首批明确的意识的神经相关集合发现将成为迈向意识理论的头几步,但它们本身并无法解释神经活动和意识之间的关系。后者是模型要解决的问题——很快,一批新鲜的成果就出炉了。
克里克的工作有如开闸泄洪,人们纷纷响应:我们又可以研究意识了!在那20年间,关于大脑机制的实验数据快速积累,为这一领域打下了坚实的基础。实验攻坚战役已经打响,在背后提供辅助的是越来越多的新的研究武器。
到如今,我们已经掌握了单神经元记录及控制技术(这是克里克盼望已久的技术,已由光遗传学实现)和各类脑成像技术,以及如何用计算机处理大量数据。那些听从克里克的警告,相信“绝对不能把通过自省获得的证据当作确定事实,而是应当用其他手段对之进行解释”的学者则找到了大量关于无意识活动的证据,丰富到令他们感到尴尬。

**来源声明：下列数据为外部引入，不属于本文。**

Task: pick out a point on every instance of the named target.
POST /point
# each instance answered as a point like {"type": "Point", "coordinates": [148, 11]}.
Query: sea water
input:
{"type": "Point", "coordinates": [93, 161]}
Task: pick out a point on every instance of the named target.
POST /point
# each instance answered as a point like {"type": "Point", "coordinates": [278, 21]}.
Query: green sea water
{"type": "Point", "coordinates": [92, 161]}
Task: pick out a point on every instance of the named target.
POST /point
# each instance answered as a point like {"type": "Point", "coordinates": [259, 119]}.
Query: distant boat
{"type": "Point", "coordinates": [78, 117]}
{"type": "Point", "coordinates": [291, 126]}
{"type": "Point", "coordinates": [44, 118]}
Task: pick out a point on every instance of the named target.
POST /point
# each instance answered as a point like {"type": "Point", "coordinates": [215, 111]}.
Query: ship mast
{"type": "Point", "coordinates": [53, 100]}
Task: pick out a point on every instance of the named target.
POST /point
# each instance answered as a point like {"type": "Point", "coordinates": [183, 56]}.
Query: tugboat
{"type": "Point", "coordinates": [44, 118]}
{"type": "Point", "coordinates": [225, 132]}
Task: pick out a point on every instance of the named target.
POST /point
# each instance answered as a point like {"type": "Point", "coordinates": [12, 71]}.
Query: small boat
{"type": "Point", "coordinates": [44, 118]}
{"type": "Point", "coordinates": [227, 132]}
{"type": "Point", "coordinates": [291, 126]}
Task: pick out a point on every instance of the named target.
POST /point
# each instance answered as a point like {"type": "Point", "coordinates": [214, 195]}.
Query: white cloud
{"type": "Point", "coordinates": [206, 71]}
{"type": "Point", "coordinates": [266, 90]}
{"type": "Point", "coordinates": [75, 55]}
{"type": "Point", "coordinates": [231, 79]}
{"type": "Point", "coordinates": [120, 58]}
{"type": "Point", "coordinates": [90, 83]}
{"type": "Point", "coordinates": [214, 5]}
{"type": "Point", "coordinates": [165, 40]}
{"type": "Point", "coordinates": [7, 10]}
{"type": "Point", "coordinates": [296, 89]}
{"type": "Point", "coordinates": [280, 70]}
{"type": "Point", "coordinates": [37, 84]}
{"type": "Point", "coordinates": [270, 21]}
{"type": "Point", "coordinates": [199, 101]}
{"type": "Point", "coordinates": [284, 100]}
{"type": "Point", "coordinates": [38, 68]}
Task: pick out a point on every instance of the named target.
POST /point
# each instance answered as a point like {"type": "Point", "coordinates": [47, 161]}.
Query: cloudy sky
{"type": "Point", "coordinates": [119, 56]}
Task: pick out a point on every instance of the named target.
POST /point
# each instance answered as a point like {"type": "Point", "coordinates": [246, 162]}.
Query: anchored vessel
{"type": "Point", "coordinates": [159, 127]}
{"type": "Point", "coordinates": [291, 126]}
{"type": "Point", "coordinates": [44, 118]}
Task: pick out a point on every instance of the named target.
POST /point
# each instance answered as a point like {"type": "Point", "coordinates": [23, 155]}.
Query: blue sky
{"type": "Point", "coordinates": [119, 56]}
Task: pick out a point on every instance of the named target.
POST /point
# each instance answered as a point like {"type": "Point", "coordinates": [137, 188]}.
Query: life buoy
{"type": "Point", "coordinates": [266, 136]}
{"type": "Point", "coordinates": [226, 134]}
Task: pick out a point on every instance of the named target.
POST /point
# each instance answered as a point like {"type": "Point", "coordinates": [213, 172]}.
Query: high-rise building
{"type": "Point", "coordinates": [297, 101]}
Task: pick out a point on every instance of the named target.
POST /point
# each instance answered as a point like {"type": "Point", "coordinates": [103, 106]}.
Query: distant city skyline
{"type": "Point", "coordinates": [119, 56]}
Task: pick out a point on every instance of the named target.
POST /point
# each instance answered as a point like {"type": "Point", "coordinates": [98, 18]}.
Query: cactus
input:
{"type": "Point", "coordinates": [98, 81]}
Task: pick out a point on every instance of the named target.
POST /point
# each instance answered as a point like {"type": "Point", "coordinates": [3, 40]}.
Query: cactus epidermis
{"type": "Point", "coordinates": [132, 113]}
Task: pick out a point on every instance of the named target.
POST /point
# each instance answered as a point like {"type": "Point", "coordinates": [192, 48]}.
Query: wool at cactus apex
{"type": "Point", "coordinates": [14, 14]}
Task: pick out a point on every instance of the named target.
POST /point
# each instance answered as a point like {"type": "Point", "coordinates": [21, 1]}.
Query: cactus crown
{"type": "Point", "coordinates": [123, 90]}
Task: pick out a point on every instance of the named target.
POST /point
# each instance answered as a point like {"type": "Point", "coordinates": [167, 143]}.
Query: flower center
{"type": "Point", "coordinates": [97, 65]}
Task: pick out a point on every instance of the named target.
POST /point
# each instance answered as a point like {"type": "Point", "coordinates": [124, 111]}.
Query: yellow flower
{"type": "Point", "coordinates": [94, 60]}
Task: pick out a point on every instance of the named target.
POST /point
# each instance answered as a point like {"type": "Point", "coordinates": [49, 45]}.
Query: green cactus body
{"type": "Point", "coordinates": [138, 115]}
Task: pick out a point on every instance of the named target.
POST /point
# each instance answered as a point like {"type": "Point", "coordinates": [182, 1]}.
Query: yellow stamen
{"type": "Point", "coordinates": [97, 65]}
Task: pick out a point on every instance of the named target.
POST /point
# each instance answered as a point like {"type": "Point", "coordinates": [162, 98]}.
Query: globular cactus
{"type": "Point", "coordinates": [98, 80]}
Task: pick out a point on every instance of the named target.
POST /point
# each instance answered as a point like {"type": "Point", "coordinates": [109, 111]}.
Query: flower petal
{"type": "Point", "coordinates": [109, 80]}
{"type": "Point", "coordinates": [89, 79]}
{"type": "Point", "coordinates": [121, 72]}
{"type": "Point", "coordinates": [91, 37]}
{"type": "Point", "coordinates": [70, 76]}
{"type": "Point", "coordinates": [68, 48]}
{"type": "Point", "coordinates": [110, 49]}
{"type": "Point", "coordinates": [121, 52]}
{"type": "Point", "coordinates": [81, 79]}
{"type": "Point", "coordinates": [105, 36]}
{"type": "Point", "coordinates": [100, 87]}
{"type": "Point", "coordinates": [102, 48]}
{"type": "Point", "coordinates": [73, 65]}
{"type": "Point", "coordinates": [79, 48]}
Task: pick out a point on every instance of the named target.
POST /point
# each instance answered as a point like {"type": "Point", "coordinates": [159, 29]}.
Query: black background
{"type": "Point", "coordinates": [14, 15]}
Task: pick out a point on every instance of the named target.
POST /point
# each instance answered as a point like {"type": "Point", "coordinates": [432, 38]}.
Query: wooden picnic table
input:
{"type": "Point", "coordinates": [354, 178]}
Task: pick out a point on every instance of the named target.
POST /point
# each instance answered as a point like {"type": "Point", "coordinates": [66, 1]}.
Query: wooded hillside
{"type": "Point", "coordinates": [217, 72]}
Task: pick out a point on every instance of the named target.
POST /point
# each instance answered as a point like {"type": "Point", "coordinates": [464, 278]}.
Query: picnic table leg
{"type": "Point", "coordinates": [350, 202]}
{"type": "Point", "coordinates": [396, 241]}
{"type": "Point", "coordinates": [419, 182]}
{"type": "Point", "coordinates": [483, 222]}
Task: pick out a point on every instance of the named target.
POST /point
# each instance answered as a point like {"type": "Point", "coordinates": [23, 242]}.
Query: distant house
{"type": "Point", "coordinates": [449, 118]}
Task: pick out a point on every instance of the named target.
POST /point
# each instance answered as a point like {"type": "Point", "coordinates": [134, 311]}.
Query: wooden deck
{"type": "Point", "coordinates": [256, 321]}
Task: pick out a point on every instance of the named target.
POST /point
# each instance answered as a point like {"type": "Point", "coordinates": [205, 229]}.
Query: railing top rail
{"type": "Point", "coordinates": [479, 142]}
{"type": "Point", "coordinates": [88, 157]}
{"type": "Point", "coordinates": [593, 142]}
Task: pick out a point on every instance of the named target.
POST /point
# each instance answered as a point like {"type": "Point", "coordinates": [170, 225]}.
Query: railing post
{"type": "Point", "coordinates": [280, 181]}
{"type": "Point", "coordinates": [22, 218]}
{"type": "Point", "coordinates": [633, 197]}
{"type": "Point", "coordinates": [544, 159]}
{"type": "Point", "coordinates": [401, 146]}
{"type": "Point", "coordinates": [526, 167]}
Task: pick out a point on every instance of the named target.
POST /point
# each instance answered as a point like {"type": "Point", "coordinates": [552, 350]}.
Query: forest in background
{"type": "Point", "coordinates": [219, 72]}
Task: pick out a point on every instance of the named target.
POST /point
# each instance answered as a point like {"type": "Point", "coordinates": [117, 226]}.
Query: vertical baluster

大量运用计算、信息、神经动力元素解释神经活动与意识关系的神经生物学模型出现了,如同顽童脑中的淘气点子一般一个接一个。这些模型因其描述的抽象水平不同而不同(我们将在第5章对此展开讨论),部分模型拥有共同的特征,但没有任何一个模型能够解释意识的所有层面,也还没有任何一个被普遍接受。
在接下来的章节里,我将介绍一个思考意识问题的新概念和新框架。对此我深感笔拙而紧张,在这群思想家和科学家先贤所著的鸿篇巨制上增添内容令人生畏。如今,我们面对着海量快速增长的新信息,如果走运的话,我们或许能从中窥探大脑神奇能力的原理。
笛卡儿和许多其他古代学者相信心智悬浮于大脑之外,后来的机械论者则认为意识是单独一套机制或网络的产物,庞大而单调。他们的观点都是错误的。我将论述意识不是一个物体。“意识”是一个词,我们用它来描述有机体中多个本能与记忆共同活动带来的主观感受。因此,“意识”是一个代称,指代了复杂生命体的运作方式。为了理解复杂有机体的运作方式,我们必须明白大脑依靠什么样的构造来产生我们所熟知的意识体验。这就是本书即将探讨的主题。